Neck pain from improper device use: Prevention and treatment
In today’s digital era, smartphones, tablets, and laptops have become inseparable parts of our daily lives. From students attending online classes to professionals working long hours and individuals scrolling through social media, prolonged device use has become routine. However, improper posture while using these devices is leading to a growing health concern—neck pain, commonly known as “text neck”.
When we bend our head forward to look at a phone, the weight on the cervical spine increases significantly. A human head weighs approximately 4–5 kilograms in a neutral position. But when tilted forward at 450–600, the effective load on the neck can increase up to 20–25 kg. This excessive strain puts pressure on the muscles, ligaments, intervertebral discs, and joints of the cervical spine.
Over time, this abnormal stress may lead to muscle fatigue, stiffness, burning pain between the shoulder blades, headaches, and reduced neck mobility.
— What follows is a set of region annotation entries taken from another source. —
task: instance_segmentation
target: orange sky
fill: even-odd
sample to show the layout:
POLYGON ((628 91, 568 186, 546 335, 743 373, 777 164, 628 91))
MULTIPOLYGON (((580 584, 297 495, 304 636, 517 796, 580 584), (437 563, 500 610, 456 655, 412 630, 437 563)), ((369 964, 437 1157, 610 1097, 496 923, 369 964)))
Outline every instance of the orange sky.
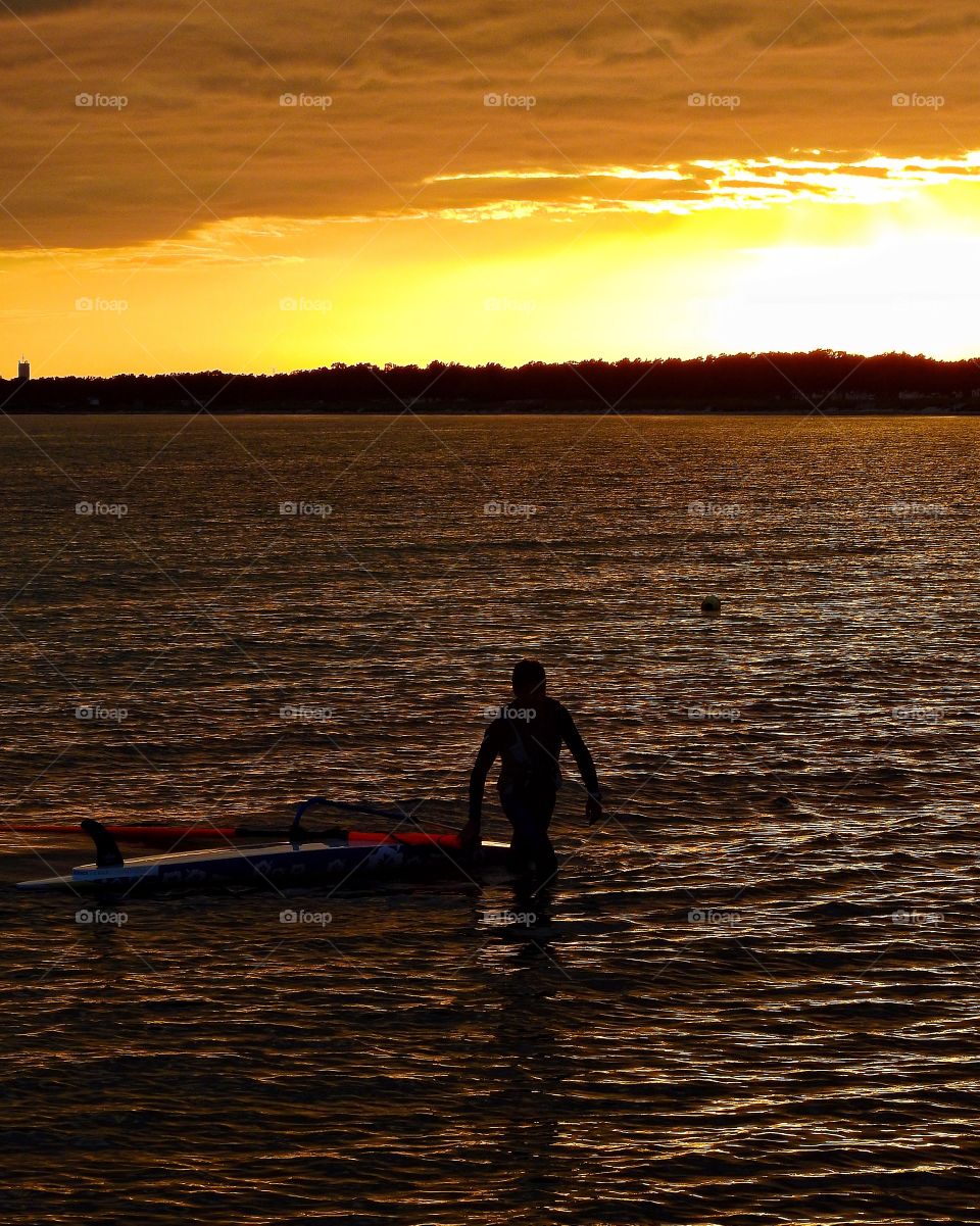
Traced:
POLYGON ((0 370, 980 352, 980 12, 0 7, 0 370))

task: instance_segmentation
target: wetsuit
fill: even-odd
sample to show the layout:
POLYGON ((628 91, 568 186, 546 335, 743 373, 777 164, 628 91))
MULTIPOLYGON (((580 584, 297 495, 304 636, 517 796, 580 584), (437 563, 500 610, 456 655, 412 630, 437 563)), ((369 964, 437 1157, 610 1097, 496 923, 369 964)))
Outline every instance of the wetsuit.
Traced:
POLYGON ((562 744, 572 750, 590 797, 600 798, 592 755, 579 736, 567 709, 554 699, 540 699, 534 712, 515 704, 500 709, 487 728, 470 775, 470 820, 480 824, 483 787, 496 758, 500 759, 497 788, 514 835, 510 851, 519 868, 534 863, 538 873, 558 869, 548 824, 554 812, 556 792, 562 783, 558 754, 562 744), (531 717, 532 715, 532 717, 531 717))

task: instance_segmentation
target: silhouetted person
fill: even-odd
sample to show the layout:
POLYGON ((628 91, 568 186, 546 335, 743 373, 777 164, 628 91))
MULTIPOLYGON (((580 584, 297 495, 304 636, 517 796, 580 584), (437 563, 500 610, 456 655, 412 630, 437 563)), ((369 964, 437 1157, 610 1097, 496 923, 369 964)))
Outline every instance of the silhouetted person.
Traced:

In severe or prolonged cases, it can contribute to cervical spondylosis, nerve irritation, and even bony changes such as osteophyte (bone spur) formation.
Common symptoms
• Persistent neck stiffness and pain
• Shoulder and upper back discomfort
• Headaches, especially at the base of the skull
• Tingling or numbness in the arms
• Forward head posture and rounded shoulders
Ignoring these symptoms can worsen the condition and affect productivity, sleep, and overall quality of life.
Prevention: Simple but effective measures
Fortunately, neck pain from improper device use is largely preventable with lifestyle adjustments:
1. Maintain proper posture: Keep your phone at eye level instead of bending your neck downward. While working on a laptop or desktop, ensure the screen is at eye height and your back is properly supported.
2. Follow the 20–20–20 rule: Every 20 minutes, take a short break. Stretch your neck gently, roll your shoulders, and change your posture.
3. Use ergonomic support: Sit on a chair with proper lumbar support. Keep both feet flat on the floor and avoid slouching.
4. Limit continuous device use: Reduce unnecessary screen time, especially prolonged scrolling while lying down.
5. Regular exercise: Strengthening the neck, shoulder, and upper back muscles helps maintain spinal alignment and reduces strain.
Treatment options
If neck pain has already developed, early management is essential.
• Rest and activity modification: Reduce activities that aggravate symptoms.
• Hot fomentation: Applying heat helps relax tight muscles and improve blood circulation.
• Physiotherapy: A structured physiotherapy programme is highly effective. Treatment may include posture correction training, manual therapy, stretching, strengthening exercises, and ergonomic education.
• Medical consultation: In persistent or severe cases, proper medical evaluation is necessary.